A serum sample was obtained from each patient by venipuncture within the first 48 h after hospital admission, and stored at −20 °C until analysis. A commercial enzyme-linked immunosorbent assay (ELISA) kit (Vircell® microbiologist) was used for the assessment of IgG CMV antibodies, and measured using optical density units. The coefficient of variation for the assay is <9%, specificity 100%, and sensitivity 100%/96% (compared to another (s) ELISA kits, respectively).
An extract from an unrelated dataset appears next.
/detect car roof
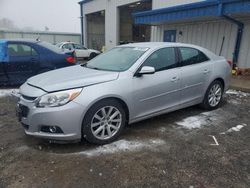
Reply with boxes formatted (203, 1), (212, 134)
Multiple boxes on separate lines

The assay was performed and interpreted according to manufacturer recommendations. Seropositivity for CMV was defined as a serum IgG concentration of ≥7 UA/ml. The blood specimen was also used to determine C-reactive protein, serum albumin, and white-cell and lymphocytes counts.

Outcomes

Vital status was obtained through follow-up interviews and matching with the Public Health System during a median follow-up of 54 months. Death certificates were obtained for all patients.

Statistical analysis

The distributions of mortality, causes of admission and covariates were compared across levels (lowest, medium and highest) of CMV IgG antibody by using chi-squared tests for general association. All differences were significant at the .05 alpha level using 2-tailed significance tests.

CMV IgG antibody levels were parameterised as a dummy variable comparing the highest levels (high quartile) and the medium levels (2° and 3° quartile) with the lowest levels (low quartile). This categorisation was used en base on previous literature [9,13,17], and because examination of results showed no differences between the last two groups of patients (those with medium and high CMV IgG levels) regarding short and long-term mortality. For the cross-sectional analysis, a multinomial logistic regression model was constructed to control for potential confounders: age, gender, comorbidity (Charlson score), immunosuppressive drugs, C-reactive protein (CRP) levels, serum albumin levels, and white-cell and lymphocytes count. The definition of and rationale for choosing the covariates are provided above.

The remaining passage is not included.